After me? That’s not really logical. But not much about my life has ever been logical.

Tarq walked me through the palace. In fact, he walked me all the way to my apartments. I think he’s worried about me. And he has every right to be. Not only have I been having premonitions, or hallucinations, or delusions about Pie in this timeline, but there was no way to hide the fact that I was very confused.

I think that’s why he talked so much on the walk back. He could tell there was something wrong with me and he didn’t want to put me on the spot.

He’s such a good friend. I know Pie doesn’t like him, but she just had a bad first impression. Tarq is loyal. Just spending one hour with him in this hallway memory was enough to put me firmly back on his side.

I mean, I’m not gonna choose him over Pie or anything like that, but I’m not going to turn my back on the only true friend I’ve ever had.

Aside from Tomas, of course. Maybe we weren’t close until Pie came, but we were constants in each other’s world for two thousand years. That counts.

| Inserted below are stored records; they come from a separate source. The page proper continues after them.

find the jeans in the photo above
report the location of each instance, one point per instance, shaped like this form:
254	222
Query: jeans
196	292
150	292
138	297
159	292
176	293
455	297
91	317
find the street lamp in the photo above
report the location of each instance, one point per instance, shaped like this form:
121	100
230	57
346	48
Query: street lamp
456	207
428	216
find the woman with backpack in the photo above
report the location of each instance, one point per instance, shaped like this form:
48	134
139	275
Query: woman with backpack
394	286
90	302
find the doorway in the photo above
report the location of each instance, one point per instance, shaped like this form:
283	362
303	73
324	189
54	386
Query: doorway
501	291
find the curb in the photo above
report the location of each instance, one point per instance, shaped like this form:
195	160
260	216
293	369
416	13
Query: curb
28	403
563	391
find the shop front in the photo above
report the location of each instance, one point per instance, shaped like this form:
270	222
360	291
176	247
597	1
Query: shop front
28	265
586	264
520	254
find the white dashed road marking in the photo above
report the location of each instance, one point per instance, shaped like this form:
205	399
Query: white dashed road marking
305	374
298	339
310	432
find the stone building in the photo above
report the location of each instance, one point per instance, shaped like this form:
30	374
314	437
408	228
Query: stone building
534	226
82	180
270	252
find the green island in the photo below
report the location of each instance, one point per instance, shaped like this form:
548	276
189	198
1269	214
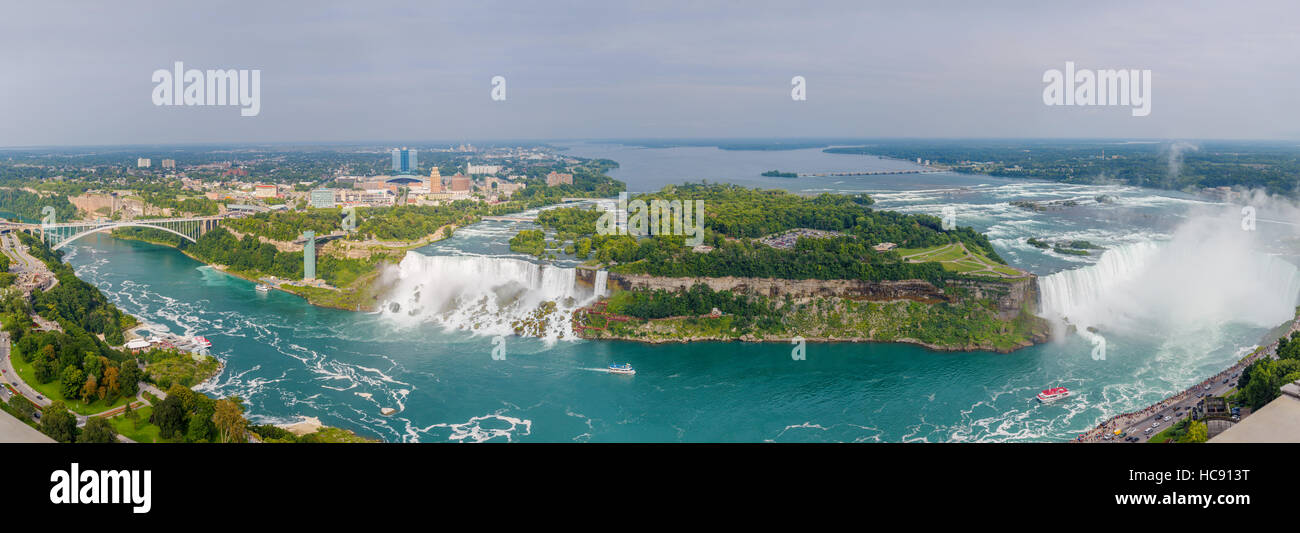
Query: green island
64	343
774	265
268	245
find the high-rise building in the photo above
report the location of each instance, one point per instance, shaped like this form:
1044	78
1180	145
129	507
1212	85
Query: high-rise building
404	160
308	255
434	180
558	178
321	198
481	169
459	183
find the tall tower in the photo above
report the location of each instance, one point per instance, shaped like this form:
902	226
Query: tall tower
310	255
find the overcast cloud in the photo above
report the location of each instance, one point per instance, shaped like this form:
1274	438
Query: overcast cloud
78	73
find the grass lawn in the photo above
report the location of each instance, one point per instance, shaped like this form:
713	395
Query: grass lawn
51	390
146	433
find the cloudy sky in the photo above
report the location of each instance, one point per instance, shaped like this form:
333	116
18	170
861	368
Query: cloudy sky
78	73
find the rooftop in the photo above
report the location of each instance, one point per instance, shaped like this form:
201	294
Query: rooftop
1277	421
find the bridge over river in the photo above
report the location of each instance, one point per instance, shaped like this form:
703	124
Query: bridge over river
63	233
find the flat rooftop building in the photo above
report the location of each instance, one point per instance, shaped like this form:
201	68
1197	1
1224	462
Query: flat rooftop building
1275	421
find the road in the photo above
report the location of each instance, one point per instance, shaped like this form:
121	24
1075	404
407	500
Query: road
1168	411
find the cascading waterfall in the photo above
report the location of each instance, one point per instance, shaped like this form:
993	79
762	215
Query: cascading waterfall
1087	295
601	280
486	295
1175	286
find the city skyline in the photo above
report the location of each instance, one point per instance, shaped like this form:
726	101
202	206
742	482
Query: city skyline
81	74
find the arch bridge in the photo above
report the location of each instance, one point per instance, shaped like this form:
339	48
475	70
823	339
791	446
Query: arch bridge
57	235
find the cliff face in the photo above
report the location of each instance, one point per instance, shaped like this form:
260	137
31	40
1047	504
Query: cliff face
1009	297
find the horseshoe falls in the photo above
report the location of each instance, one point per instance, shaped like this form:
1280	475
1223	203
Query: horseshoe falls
1177	294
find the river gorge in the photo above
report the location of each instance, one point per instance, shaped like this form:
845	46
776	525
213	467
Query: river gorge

But this Pressia thing. It’s bothering me. And the part that’s really kinda flippin’ my world upside down is the idea that she was there.

With me.

That maybe it’s not just where the name Saint Mark’s comes from that I have forgotten. Or the fact that Tarq and Pie were some kind of marriage promise. Or all that blacksmithing I used to do.

Those are pretty big things. And I still don’t know what Saint Mark’s is all about.

So… is it possible that there was someone with me in the sanctuary all this time? And perhaps that someone was Pressia? Not just the slave caretakers?

My brain can’t deal with that. Because what would it mean?

Am I obligated to go find her? And if I am, what then? Are we married?

Do I need a divorce before I can marry Pie?

I get up from the chaise I’ve been lying on and walk over to the large, covered terrace to gaze out at the village around the palace. It’s a nice palace. Open rooms with lots of atriums. Intricate mosaic tiles on the floors. Columns lining breezeways made of stone. And pools. Lots and lots of little plunge pools. There’s even one in my apartments.

The pyramids are off to the left from my vantage point. There is a lot of farming going on here, and a lot more water than one might expect in the desert. But it’s not really the desert. Those dunes I came out in were just a very small part of this landscape. An anomaly. An attraction, maybe. Somewhere you go to play war games with your buddies. Who are not Bedouins, but regular monsters, just like Tarq and me.

In fact, almost everything as far as my eyes can see is lush, and green, and growing.

A commotion off to my right diverts my attention from the landscape to a group of humans. There are a lot of humans here. In fact, as far as I can tell, they outnumber the monsters by a factor of many. They are pretty much all I saw inside the palace as Tarq walked me to my apartment.

Down below, in a courtyard that is open to the sky, they are bowing with praying hands towards an approaching procession of single-axle carriages pulled by teams of oxen. And further back there is a line of walking monsters—hands bound together, feet in shackles, and being pulled along by ropes attached to the last carriage. They stumble, like they are about to pass out. But they keep going because they have no choice.